British officers were housed in several homes in the town. It allowed them to quickly respond to the guerilla attacks of the Swamp Fox and his men. It was a common occurrence to hear bells tolling in the night to signal the men to arms.

On a particularly cold night during January of 1779 a small platoon of RedCoats was patrolling the town streets near the intersection of Highmarket and Broad street. They stopped just outside the gates to the grounds of the Episcopal churchyard.

Inside the church their fellow soldiers rested in the church itself asking as a barracks for them. The clock in the town chimed three times to signal the witching hour. The night watch could almost swear the cold was just a little more bitter, than it was before.

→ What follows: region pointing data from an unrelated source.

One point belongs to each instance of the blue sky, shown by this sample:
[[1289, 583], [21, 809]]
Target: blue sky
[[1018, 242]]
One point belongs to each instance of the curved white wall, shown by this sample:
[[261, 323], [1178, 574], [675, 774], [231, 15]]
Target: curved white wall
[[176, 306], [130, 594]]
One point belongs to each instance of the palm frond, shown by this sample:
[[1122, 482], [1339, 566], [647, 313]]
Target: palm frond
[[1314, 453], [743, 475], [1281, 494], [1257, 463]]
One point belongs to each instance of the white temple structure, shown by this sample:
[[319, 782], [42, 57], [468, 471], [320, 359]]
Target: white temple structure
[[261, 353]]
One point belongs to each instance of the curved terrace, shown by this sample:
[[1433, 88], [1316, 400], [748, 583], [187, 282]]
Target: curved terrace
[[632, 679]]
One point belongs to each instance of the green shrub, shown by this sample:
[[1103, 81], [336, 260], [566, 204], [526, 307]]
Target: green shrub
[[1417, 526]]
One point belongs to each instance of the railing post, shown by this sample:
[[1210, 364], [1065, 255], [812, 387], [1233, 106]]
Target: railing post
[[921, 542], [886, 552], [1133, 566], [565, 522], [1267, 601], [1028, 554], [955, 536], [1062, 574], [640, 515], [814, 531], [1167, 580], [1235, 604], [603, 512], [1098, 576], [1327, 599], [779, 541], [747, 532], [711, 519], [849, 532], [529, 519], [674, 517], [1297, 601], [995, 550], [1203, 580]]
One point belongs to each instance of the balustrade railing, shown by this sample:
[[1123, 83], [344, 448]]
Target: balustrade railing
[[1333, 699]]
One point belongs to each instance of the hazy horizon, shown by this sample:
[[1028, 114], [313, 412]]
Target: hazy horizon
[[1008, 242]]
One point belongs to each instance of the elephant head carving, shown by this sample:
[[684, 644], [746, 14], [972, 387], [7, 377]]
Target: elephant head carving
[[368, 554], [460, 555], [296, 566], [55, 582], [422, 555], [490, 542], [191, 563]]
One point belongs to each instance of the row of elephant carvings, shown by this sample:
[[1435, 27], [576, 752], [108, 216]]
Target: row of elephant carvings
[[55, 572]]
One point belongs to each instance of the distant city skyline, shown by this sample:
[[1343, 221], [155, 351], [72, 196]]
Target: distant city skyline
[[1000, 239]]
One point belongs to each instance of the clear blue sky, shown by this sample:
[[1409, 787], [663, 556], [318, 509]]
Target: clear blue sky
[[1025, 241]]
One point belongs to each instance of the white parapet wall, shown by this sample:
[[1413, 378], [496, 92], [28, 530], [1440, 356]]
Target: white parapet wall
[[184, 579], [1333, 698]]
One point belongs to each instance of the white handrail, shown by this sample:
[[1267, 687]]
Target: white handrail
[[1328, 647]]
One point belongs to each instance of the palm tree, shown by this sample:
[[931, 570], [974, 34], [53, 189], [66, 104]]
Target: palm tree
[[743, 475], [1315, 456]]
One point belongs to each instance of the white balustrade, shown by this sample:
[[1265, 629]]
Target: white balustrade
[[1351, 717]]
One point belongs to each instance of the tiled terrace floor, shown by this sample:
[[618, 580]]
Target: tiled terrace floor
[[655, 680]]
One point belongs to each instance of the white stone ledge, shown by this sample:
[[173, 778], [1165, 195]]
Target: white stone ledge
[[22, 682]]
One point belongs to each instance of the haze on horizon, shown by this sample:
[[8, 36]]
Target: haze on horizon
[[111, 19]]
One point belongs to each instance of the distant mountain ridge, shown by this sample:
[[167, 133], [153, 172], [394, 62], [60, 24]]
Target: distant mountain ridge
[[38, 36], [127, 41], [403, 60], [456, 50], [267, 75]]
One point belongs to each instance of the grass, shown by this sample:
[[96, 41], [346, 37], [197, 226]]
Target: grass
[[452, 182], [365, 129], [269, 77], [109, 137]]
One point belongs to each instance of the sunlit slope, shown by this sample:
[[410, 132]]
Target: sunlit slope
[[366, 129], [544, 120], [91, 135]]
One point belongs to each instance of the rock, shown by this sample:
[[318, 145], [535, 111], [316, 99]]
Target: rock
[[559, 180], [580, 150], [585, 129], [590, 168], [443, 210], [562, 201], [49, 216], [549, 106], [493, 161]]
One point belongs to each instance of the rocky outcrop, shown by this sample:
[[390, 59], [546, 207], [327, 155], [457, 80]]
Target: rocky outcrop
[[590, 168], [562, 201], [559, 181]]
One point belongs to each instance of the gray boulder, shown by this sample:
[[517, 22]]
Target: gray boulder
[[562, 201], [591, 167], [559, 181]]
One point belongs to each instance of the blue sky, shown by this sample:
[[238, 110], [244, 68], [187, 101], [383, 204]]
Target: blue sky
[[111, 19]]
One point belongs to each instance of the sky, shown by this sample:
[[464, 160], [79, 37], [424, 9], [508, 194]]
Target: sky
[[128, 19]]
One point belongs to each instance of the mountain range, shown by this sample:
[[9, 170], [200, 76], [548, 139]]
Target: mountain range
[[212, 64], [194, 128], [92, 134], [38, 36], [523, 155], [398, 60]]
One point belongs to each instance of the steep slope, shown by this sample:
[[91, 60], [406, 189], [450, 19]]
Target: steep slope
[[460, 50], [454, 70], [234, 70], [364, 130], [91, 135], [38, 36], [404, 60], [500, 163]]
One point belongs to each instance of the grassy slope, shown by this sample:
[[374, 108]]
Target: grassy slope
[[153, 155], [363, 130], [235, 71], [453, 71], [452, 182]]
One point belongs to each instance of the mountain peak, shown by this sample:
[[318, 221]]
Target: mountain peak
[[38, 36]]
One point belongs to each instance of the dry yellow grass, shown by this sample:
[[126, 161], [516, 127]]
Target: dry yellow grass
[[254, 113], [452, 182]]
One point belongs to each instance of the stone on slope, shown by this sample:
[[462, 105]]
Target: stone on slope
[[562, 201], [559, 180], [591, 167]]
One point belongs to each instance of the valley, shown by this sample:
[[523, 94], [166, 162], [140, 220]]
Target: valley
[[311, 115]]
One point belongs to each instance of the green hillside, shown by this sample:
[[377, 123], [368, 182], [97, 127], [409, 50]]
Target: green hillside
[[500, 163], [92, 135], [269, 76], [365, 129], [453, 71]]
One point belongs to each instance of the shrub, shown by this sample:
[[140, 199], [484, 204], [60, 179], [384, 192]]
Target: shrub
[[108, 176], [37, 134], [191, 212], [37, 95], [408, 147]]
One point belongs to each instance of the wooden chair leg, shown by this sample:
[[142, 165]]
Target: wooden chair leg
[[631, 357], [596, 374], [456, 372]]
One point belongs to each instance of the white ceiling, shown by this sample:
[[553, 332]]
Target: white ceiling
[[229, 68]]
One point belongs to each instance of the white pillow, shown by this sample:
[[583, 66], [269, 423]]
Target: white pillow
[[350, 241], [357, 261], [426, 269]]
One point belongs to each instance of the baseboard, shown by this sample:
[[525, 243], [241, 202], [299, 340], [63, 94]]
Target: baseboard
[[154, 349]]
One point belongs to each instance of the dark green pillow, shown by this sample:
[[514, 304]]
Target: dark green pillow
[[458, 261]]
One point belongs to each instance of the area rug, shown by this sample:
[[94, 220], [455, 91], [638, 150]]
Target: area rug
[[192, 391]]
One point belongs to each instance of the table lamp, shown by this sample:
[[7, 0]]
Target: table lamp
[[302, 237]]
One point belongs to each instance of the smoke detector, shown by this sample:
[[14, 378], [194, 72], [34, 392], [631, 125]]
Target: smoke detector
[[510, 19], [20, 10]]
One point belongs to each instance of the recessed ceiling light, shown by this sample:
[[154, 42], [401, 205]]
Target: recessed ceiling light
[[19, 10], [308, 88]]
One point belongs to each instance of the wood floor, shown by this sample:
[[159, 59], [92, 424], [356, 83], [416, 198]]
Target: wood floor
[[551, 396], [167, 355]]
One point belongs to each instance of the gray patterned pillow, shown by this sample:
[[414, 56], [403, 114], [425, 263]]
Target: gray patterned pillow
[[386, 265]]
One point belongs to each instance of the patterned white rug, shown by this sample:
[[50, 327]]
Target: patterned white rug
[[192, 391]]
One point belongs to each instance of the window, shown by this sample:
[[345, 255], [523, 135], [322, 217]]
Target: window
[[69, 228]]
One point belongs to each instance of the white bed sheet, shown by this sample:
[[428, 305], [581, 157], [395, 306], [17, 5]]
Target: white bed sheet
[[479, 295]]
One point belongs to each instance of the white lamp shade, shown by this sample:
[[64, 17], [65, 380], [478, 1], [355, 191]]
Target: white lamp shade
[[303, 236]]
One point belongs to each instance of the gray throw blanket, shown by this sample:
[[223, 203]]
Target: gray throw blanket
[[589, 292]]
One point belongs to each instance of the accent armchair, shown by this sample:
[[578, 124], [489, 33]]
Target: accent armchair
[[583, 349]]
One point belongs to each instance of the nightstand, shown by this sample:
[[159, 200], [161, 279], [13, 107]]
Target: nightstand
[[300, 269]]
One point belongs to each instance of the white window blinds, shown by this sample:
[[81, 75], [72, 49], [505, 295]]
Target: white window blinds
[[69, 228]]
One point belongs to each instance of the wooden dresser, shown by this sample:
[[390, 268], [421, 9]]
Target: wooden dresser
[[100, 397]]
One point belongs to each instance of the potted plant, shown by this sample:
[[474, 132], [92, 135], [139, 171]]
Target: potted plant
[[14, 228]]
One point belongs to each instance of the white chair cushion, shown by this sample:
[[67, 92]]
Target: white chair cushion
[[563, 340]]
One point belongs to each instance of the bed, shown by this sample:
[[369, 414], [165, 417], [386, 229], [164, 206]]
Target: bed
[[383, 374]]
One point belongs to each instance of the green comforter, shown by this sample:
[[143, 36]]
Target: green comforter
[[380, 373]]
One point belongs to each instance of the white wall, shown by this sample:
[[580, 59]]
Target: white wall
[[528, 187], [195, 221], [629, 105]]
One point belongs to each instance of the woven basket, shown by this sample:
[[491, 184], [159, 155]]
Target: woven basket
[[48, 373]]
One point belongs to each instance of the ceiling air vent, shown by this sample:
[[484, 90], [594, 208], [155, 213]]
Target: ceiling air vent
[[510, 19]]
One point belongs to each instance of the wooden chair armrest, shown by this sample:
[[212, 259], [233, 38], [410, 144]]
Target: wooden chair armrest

The attack came from the shadows without warning. Not a shot was fired as the colonial troops came up behind the night watch and cut their throats with blades or cracked their skulls with hatchets. Once they had dispatched the night turned their attention to the church itself.

First they slipped inside the pour barrels of lantern oil along the rows of sleeping soldiers. Then they turned to the outside barring the doors with wood locking the soldiers inside. When they were finished a lone colonial smash a window and threw in a torch igniting the oil inside,

The British soldiers awoke to the screams of they're comrades. The heat and smoke nearly suffocating them. Those who could, ran for the doors only to find themselves trapped. They died screaming as the inside of the brick structure burned to ash.